Sir Norman Foster's architecture firm, in conjunction with the Beijing Institute of Architectural Design and Research, recently finished the dazzling, ultra-modern Terminal 3 at the Beijing Capital International Airport. This structure certainly amazes and comforts weary travelers. Over the past 35 years, Foster, an English architect who promotes a "green agenda," has incorporated innovation with social responsibility, designing unusual museums, banks, airports, bridges, apartment buildings-and even a pyramid structure in Kazakhstan. His ideas have dramatically changed the character of cities around the world; Beijing is no exception.
Foster has a common philosophy that connects all of his work: He's interested in being socially responsive and making use of natural resources. He's taken on massive projects such as Terminal 3 and created the world's most advanced airport. Ever since the new terminal opened on March 26, 2008, it has awed Chinese and foreigners alike. Shaped like a dragon, the entire space has an aerodynamic feel that celebrates both the joy of flight and bequeaths a Chinese sense of place by utilizing traditional Chinese colors and symbols.
But Beijing holds many layers of Chinese structures that visitors walk by without ever realizing their significance to Chinese culture. In fact, Beijing has undergone many names and transformations ever since the Mongols established the Yuan Dynasty in 1271-with "Dadu" as their capital. The Mongol emperor Kublai Khan created the city plan by placing four gates to guard the four directions leading into his royal residence. When Ming troops overran it in 1368, they renamed the city Beiping (northern peace), keeping Nanjing (south capital) as their capital while building walls, reconstructing palace buildings and gardens in Beiping. In 1421 Beiping became Beijing-the northern Ming capital. Later, rulers of the Manchu's Qing Dynasty (1644-1911) added extensive gardens and the Summer Palace. After 1949, Chairman Mao Zedong altered the ancient architectural fabric of Beijing. Tiananmen Square is his creation. Under Mao's leadership, workers demolished almost all of the city's ancient walls and some centuries-old buildings, replacing them with massive structures such as the Great Hall of the People and the Museum of Chinese History.

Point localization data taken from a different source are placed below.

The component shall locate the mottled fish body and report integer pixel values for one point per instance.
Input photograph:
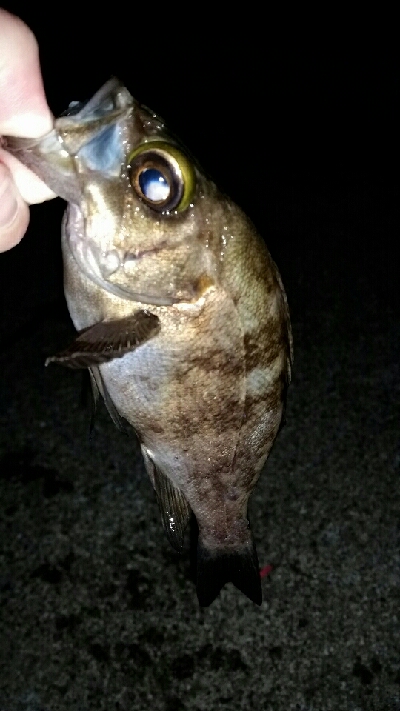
(182, 317)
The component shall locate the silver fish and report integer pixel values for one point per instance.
(182, 319)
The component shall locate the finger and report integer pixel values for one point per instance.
(23, 106)
(14, 212)
(32, 189)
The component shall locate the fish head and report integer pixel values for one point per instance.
(140, 207)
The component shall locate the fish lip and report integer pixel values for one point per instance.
(83, 251)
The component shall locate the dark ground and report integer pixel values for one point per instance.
(96, 610)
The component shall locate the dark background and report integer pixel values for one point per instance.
(298, 123)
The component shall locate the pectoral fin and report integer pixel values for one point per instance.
(174, 507)
(108, 340)
(99, 388)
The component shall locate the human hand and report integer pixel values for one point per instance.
(23, 112)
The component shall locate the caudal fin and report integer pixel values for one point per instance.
(219, 566)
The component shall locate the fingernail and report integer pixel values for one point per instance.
(8, 201)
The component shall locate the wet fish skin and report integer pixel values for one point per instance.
(204, 385)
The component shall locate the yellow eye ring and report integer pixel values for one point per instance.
(162, 176)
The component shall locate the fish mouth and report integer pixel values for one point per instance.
(99, 265)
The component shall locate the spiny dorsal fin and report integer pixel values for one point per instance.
(108, 340)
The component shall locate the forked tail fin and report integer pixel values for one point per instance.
(223, 565)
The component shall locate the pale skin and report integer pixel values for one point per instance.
(23, 112)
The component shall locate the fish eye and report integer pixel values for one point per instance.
(162, 176)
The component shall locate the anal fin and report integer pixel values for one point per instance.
(174, 507)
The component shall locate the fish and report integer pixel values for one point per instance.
(181, 316)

In recent years even more demolition has taken place. Old hutongs (alleyway neighborhoods) have been torn down to give way to high rises. "I've lived in Beijing all my life," wheezed Mr. Wu, a frail grandfather tottering on a cane in Sanlitun, Beijing's bar district. "Everything's being torn down and rebuilt; I can't recognize some of my old haunts. Why are we doing this wholesale destruction? It's like a modern revolution."
Underground Beijing is also changing fast. Just as the Olympics gave Athens 2004 reason to end unsightly urban sprawl, the Beijing Olympics has benefited locals by implementing a rash of new subway stops and extensions. A line that goes directly to the airport opened in July. "It's magnificent, all this renovation. The city is really changing, upgrading and looking good," said Keithas Stockland, an English consultant for Chinese airlines who has lived and worked in Beijing for almost 10 years.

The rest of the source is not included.